Saturday, February 20, 2010

Lez not be friends...

Last night I had an unexpected surprise. One of my lesbian friends has been trying to hook me up and the woman called me last night. Was in my neighborhood and at my door in ten minutes. Happened quickly. I realized early on that it was not going to be a good fit for me. She wasn't that cute and was a pretty militant lesbian. I was going to dismiss her but then Daddy and I got into an argument and he got dismissive with me, called me an ass. What the fuck, why not? No reason I can't cum tonight too.

I took her to a neighborhood bar where there is live music. Amazing R&B bands and the entire place gets packed and thumping. We had a great time, drank....smoked (yup, I'm going to be in trouble for that.) I brought her back to my place and grudge fucked her. Didn't break in the Feeldoe, just wasn't feeling like I wanted to try to figure that shit out. Just lots of kissing and rubbing. She went down on me and got me to squirt. God that feels so fucking good! I haven't squirted in a while. I got off a few times, got her off. In the end it was grossly unsatisfying. Just sex. I won't see her again, really didn't care for her as a person. Plus she lives in Long Beach.

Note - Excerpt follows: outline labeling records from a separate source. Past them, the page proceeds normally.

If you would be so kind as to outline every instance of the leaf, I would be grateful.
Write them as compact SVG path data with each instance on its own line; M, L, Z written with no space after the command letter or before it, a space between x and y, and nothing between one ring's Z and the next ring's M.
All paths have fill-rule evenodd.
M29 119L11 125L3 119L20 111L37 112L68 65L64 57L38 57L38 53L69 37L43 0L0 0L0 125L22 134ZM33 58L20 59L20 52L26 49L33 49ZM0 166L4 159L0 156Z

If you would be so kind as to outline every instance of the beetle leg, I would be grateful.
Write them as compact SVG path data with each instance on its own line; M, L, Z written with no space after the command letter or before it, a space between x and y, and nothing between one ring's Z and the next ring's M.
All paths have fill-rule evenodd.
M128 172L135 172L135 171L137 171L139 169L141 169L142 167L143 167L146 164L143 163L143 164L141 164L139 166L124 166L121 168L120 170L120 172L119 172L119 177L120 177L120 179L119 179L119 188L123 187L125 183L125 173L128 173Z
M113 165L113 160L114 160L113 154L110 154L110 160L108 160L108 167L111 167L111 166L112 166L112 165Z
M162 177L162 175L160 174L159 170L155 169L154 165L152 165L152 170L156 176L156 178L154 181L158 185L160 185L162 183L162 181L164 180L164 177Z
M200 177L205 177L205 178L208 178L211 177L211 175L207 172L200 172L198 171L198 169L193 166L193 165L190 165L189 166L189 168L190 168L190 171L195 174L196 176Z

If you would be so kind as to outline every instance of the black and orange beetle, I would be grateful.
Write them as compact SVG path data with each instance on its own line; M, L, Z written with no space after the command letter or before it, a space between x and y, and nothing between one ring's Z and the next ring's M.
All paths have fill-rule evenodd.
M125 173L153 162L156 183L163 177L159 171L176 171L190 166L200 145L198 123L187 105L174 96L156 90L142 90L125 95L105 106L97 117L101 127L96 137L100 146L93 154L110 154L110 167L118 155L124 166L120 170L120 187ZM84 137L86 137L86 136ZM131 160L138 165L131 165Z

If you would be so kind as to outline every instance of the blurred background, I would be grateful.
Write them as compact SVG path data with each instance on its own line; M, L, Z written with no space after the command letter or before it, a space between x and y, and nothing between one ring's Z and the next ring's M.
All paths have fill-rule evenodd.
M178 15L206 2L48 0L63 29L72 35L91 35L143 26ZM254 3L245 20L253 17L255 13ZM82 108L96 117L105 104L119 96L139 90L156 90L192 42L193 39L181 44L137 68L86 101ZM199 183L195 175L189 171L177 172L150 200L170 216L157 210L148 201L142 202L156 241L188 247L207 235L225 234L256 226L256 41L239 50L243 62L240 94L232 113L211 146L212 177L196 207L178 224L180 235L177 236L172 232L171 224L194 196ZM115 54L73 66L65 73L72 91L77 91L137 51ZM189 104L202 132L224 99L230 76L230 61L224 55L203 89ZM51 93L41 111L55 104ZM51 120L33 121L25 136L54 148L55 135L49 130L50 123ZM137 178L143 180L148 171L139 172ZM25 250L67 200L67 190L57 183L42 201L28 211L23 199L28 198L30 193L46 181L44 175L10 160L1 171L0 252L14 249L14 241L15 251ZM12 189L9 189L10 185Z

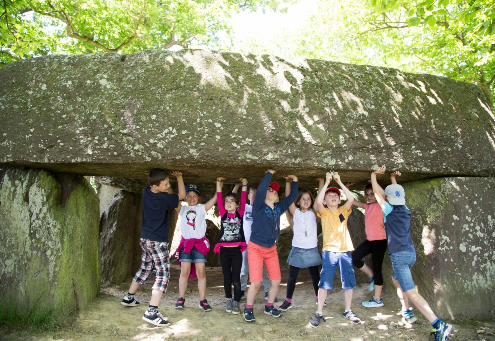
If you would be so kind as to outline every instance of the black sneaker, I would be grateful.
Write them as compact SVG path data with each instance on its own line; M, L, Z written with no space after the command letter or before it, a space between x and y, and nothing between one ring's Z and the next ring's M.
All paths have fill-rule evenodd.
M143 316L143 319L148 323L151 323L152 325L158 326L158 327L166 327L167 326L170 325L170 323L163 318L163 317L161 316L161 314L157 311L155 313L150 314L148 312L148 310L147 310L145 312L144 316Z
M243 313L243 317L244 321L247 322L255 322L256 319L254 318L254 314L252 311L252 308L245 308L244 312Z
M312 328L317 328L320 326L320 320L323 320L324 322L327 322L327 320L323 317L323 315L315 313L313 317L311 318L311 321L309 321L309 326Z
M136 298L133 297L132 298L129 298L129 296L126 294L122 298L122 300L120 301L120 304L122 305L126 305L128 307L135 307L137 305L139 305L139 302L136 300Z
M271 315L275 317L280 317L282 316L282 313L280 312L280 310L278 310L273 305L270 305L270 306L268 305L265 306L265 314L266 314L266 315Z
M179 298L177 299L177 303L175 303L175 309L184 309L184 302L185 301L185 298L179 297Z
M282 311L287 311L288 309L292 308L292 303L284 300L279 307L279 310Z
M354 324L357 324L361 322L361 319L356 316L356 314L352 310L349 310L346 313L344 313L342 314L342 316Z
M206 299L199 301L199 308L203 309L203 311L210 311L211 310L211 307L208 304L208 301Z

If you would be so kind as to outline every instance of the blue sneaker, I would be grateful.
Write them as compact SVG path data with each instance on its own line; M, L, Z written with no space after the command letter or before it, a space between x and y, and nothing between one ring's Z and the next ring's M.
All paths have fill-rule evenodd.
M434 341L446 341L448 338L447 337L450 335L452 331L452 326L444 322L440 321L440 328L438 329L433 328L430 335L433 334L435 336Z
M414 316L412 312L407 309L405 311L401 311L402 316L402 322L404 323L412 324L418 320L418 318Z
M243 317L244 321L247 322L255 322L256 319L254 318L254 313L252 311L252 308L245 308L244 312L243 313Z
M265 301L268 300L268 292L265 292ZM273 301L274 303L275 303L275 302L278 302L278 298L277 298L276 297L275 297L275 300Z
M368 291L372 292L375 290L375 276L370 276L368 279Z
M378 308L383 306L383 302L381 299L377 299L373 296L373 298L369 301L365 301L361 303L366 308Z

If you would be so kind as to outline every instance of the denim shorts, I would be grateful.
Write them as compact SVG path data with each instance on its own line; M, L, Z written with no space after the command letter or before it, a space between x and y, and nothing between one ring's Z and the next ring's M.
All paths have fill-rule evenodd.
M416 263L416 252L409 251L401 251L390 254L392 261L392 277L400 285L403 292L406 292L415 288L414 282L411 274L411 268Z
M191 252L187 253L184 252L184 248L181 249L181 252L179 254L179 262L189 262L190 263L206 263L206 257L202 253L198 250L195 246L193 246L193 249Z
M356 286L356 276L352 268L352 257L350 252L334 252L324 251L321 261L321 272L318 287L322 289L333 289L335 267L341 274L343 289L352 289Z
M289 265L297 268L309 268L321 264L321 256L318 246L313 248L301 248L292 247L287 258Z

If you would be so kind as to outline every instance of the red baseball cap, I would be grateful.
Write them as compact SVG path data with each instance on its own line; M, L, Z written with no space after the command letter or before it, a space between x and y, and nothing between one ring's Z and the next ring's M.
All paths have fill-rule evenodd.
M271 184L268 185L268 187L271 187L276 192L278 192L278 190L280 189L280 186L279 186L278 183L272 182Z
M337 187L330 187L328 190L325 191L325 195L327 195L327 193L330 192L331 191L333 191L334 192L337 192L339 196L340 196L340 191Z

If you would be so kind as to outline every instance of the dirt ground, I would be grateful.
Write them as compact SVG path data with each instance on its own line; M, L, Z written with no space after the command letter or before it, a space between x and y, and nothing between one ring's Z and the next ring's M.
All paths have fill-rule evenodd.
M364 340L432 340L431 326L424 318L414 310L418 319L413 325L405 324L398 313L400 306L394 292L384 292L384 306L367 309L361 302L371 298L367 285L358 285L354 289L352 309L361 319L359 325L353 325L342 316L344 309L344 292L340 281L335 281L333 292L327 298L328 306L324 308L327 318L320 328L309 326L314 314L315 304L311 279L307 271L299 274L293 297L294 307L279 318L263 313L265 301L260 290L254 304L256 322L248 324L242 315L225 312L223 276L219 268L207 267L208 288L206 296L213 310L204 312L198 307L199 298L196 280L190 280L184 309L174 308L178 297L177 265L172 265L170 282L162 298L159 310L171 322L169 327L159 328L141 319L149 302L152 283L143 286L136 296L141 302L139 307L125 307L120 304L126 293L129 283L114 284L102 288L101 295L87 307L66 317L66 324L58 330L39 332L29 328L0 329L2 340L181 340L227 341L239 339L270 340L318 340L322 341L364 341ZM285 298L285 285L288 269L282 268L283 285L277 295L282 303ZM129 283L131 279L129 279ZM245 301L241 301L241 307ZM453 341L493 341L495 319L449 321L454 325ZM485 329L484 329L485 328Z

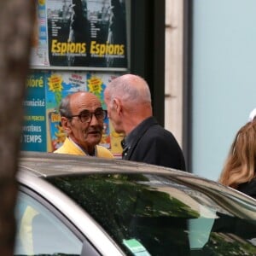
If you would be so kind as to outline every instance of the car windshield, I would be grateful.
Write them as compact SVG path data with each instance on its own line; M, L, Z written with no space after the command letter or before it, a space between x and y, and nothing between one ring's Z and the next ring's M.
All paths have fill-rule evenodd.
M79 203L127 255L256 255L256 223L206 195L148 174L47 178Z

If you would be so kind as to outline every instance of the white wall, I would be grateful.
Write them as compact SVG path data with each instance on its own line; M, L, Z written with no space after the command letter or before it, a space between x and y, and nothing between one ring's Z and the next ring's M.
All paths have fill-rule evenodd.
M256 1L193 3L192 172L216 180L256 107Z

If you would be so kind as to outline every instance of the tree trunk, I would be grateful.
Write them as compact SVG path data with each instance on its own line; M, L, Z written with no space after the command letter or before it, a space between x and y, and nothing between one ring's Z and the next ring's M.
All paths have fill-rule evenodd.
M14 255L15 174L35 0L0 1L0 255Z

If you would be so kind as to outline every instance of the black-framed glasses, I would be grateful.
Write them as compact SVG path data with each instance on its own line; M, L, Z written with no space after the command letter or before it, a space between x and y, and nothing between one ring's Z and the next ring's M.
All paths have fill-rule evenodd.
M95 112L90 112L89 110L84 109L81 111L79 114L71 115L67 118L71 119L73 117L78 117L82 123L90 123L93 114L98 121L102 121L107 118L108 112L102 108L96 108Z

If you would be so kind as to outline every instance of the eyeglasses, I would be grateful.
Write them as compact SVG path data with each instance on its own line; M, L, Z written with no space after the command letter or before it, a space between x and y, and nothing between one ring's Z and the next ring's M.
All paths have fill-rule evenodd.
M95 112L90 112L87 109L83 110L79 114L71 115L67 118L78 117L82 123L90 123L92 119L92 115L96 118L98 121L104 120L108 116L107 110L97 108Z

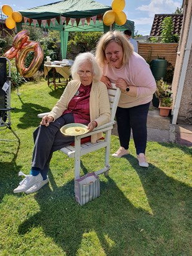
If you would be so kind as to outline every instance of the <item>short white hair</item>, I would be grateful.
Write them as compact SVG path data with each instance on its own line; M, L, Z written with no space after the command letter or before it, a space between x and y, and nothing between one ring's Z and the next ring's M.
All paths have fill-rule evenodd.
M71 74L73 79L80 81L80 76L78 75L77 71L79 70L80 66L82 65L82 64L84 64L86 62L89 62L92 66L93 80L100 81L102 76L101 69L100 68L94 55L90 52L80 53L75 58L71 68Z

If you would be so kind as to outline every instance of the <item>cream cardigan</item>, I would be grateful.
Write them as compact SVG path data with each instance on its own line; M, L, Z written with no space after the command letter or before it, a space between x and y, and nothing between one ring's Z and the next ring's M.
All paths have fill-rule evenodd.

This morning I feel like crap, was out too late, too many cigs and I am hacking up a lung and a mild hangover. Got her out of here a couple of hours ago. Gong to yoga then have a shitload of housework to do. Supposed to see Daddy tonight, not sure if he will come over because I smoked last night. That was our deal. He may make an exception because I was lezzing out which he is encouraging. Hey, she was smoking and tasted gross! It helped overcome that barrier. Can't believe anyone ever kissed me the many years I smoked. Yuck.

Still feeling a bit Cinderella-esque today. My bed might as well have been empty. Very hollow experience.